Tsubaki Masashi, Mizoguchi Teruyasu
National Institute of Advanced Industrial Science and Technology (AIST) , Tokyo Waterfront General BIO-IT Research Building, 2-3-26 Aomi , Koto-ku, Tokyo 135-0064 , Japan.
Institute of Industrial Science , University of Tokyo , 4-6-1 Komaba , Meguro-Ku, Tokyo 153-8505 , Japan.
J Phys Chem Lett. 2018 Oct 4;9(19):5733-5741. doi: 10.1021/acs.jpclett.8b01837. Epub 2018 Sep 18.
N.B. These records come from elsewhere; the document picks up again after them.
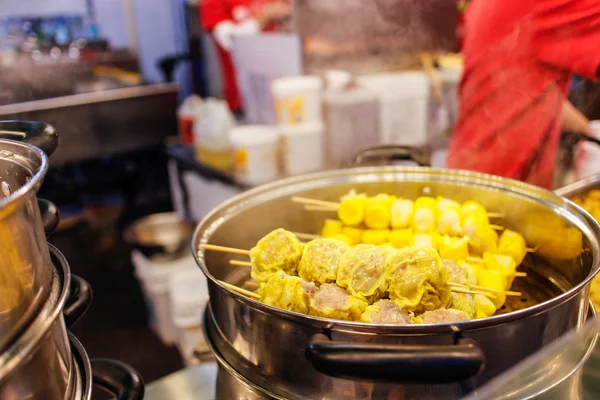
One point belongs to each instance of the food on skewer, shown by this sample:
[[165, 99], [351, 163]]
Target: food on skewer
[[287, 292], [449, 217], [417, 279], [320, 260], [278, 250], [332, 301], [425, 215], [386, 312], [370, 283], [441, 316], [362, 271], [402, 213]]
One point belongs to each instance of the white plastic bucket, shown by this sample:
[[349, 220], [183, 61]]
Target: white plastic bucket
[[302, 148], [256, 153], [404, 100], [189, 294], [154, 278], [297, 99]]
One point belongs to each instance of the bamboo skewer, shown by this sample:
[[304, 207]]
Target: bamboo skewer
[[224, 249], [240, 290]]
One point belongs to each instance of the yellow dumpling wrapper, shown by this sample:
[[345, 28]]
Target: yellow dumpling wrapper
[[402, 212], [375, 236], [352, 209], [512, 244], [502, 263], [377, 212], [452, 248], [332, 301], [286, 292], [424, 219], [400, 238], [484, 306], [331, 228], [320, 260], [278, 250], [496, 280], [355, 234], [417, 279], [362, 271]]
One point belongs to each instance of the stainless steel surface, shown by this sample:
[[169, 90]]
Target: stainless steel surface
[[102, 123], [580, 187], [163, 235], [38, 365], [25, 272], [558, 283], [192, 383]]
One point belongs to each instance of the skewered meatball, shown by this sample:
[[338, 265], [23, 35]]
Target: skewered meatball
[[441, 316], [320, 260], [362, 271], [331, 301], [417, 279], [464, 275], [287, 292], [279, 250], [386, 312]]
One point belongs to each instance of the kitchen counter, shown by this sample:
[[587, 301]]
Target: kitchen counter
[[191, 383]]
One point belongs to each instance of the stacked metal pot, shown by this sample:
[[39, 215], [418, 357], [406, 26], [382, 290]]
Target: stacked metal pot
[[266, 352], [39, 298]]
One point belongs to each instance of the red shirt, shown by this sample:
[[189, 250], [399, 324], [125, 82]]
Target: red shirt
[[519, 58]]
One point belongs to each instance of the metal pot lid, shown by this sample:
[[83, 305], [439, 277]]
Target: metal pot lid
[[240, 221], [26, 343]]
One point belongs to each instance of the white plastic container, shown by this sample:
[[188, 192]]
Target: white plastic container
[[189, 294], [588, 155], [255, 153], [352, 124], [404, 106], [297, 99], [302, 148], [154, 278]]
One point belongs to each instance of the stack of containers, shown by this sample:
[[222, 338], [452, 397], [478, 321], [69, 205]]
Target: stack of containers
[[404, 104], [189, 293], [299, 116]]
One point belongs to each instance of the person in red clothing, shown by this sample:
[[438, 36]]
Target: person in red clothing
[[225, 18], [520, 56]]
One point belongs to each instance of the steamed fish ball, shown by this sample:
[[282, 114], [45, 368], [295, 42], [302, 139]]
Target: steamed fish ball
[[386, 312], [441, 316], [331, 301], [278, 250]]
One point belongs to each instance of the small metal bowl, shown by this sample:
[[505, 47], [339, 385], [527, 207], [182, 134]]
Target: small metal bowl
[[163, 235]]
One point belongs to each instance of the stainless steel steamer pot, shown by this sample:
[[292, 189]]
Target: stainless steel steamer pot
[[301, 356], [25, 272]]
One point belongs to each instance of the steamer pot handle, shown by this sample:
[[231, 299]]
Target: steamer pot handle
[[390, 153], [38, 134], [117, 378], [50, 216], [395, 363], [78, 301]]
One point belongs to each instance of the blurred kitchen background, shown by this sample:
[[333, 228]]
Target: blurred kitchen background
[[135, 89]]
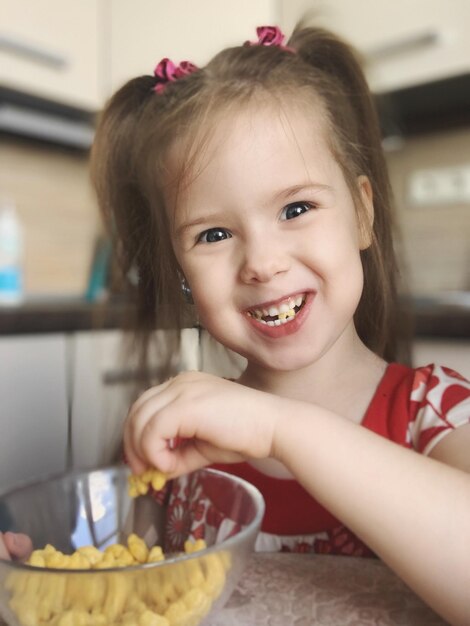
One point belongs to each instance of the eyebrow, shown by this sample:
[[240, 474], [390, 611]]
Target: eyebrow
[[283, 194], [204, 219], [295, 189]]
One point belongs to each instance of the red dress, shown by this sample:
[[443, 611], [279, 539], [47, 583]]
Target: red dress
[[414, 408]]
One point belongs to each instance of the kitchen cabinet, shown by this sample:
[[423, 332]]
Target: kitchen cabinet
[[403, 42], [34, 414], [51, 49], [143, 32]]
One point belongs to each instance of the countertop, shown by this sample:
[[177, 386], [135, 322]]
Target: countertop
[[288, 589], [438, 317], [303, 590]]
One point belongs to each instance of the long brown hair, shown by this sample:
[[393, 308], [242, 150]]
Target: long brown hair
[[139, 127]]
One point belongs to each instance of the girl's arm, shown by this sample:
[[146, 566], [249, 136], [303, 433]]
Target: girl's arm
[[414, 512]]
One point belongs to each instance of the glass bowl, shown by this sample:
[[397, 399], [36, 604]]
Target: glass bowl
[[94, 509]]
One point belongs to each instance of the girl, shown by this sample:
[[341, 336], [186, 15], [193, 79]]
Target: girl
[[260, 182]]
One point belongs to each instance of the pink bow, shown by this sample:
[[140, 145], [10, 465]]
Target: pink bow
[[167, 72], [269, 36]]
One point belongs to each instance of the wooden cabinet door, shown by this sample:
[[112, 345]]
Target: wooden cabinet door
[[34, 407], [404, 42], [52, 49]]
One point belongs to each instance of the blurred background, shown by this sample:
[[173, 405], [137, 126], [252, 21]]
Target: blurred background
[[64, 381]]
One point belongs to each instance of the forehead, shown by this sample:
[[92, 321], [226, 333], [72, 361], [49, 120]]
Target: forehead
[[261, 143]]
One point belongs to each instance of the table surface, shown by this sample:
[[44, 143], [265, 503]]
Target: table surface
[[287, 589], [304, 590]]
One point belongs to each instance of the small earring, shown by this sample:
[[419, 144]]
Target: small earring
[[186, 289]]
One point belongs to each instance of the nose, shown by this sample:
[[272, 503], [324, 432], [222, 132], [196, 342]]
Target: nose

The discovery of molecules with specific properties is crucial to developing effective materials and useful drugs. Recently, to accelerate such discoveries with machine learning, deep neural networks (DNNs) have been applied to quantum chemistry calculations based on the density functional theory (DFT). While various DNNs for quantum chemistry have been proposed, these networks require various chemical descriptors as inputs and a large number of learning parameters to model atomic interactions. In this paper, we propose a new DNN-based molecular property prediction that (i) does not depend on descriptors, (ii) is more compact, and (iii) involves additional neural networks to model the interactions between all the atoms in a molecular structure. In the consideration of the molecular structure, we also model the potentials between all the atoms; this allows the neural networks to simultaneously learn the atomic interactions and potentials. We emphasize that these atomic "pair" interactions and potentials are characterized using the global molecular structure, a function of the depth of the neural networks; this leads to the implicit or indirect consideration of atomic "many-body" interactions and potentials within the DNNs. In the evaluation of our model with the benchmark QM9 data set, we achieved fast and accurate prediction performances for various quantum chemical properties. In addition, we analyzed the effects of learning the interactions and potentials on each property. Furthermore, we demonstrated an extrapolation evaluation, i.e., we trained a model with small molecules and tested it with large molecules. We believe that insights into the extrapolation evaluation will be useful for developing more practical applications in DNN-based molecular property predictions.
发现具有特定性质的分子对于开发有效的材料和有用的药物至关重要。最近,为了通过机器学习加速此类发现,深度神经网络(DNN)已应用于基于密度泛函理论(DFT)的量子化学计算。虽然已经提出了各种用于量子化学的DNN,但这些网络需要各种化学描述符作为输入以及大量学习参数来对原子相互作用进行建模。在本文中,我们提出了一种基于DNN的新分子性质预测方法,该方法(i)不依赖于描述符,(ii)更紧凑,并且(iii)涉及额外的神经网络来对分子结构中所有原子之间的相互作用进行建模。在考虑分子结构时,我们还对所有原子之间的势能进行建模;这使得神经网络能够同时学习原子相互作用和势能。我们强调,这些原子“对”相互作用和势能是使用全局分子结构来表征的,全局分子结构是神经网络深度的函数;这导致在DNN中隐式或间接考虑原子“多体”相互作用和势能。在使用基准QM9数据集对我们的模型进行评估时,我们在各种量子化学性质方面实现了快速且准确的预测性能。此外,我们分析了学习相互作用和势能对每种性质的影响。此外,我们展示了一种外推评估,即我们用小分子训练模型并用大分子进行测试。我们相信,对外推评估的深入了解将有助于在基于DNN的分子性质预测中开发更实际的应用。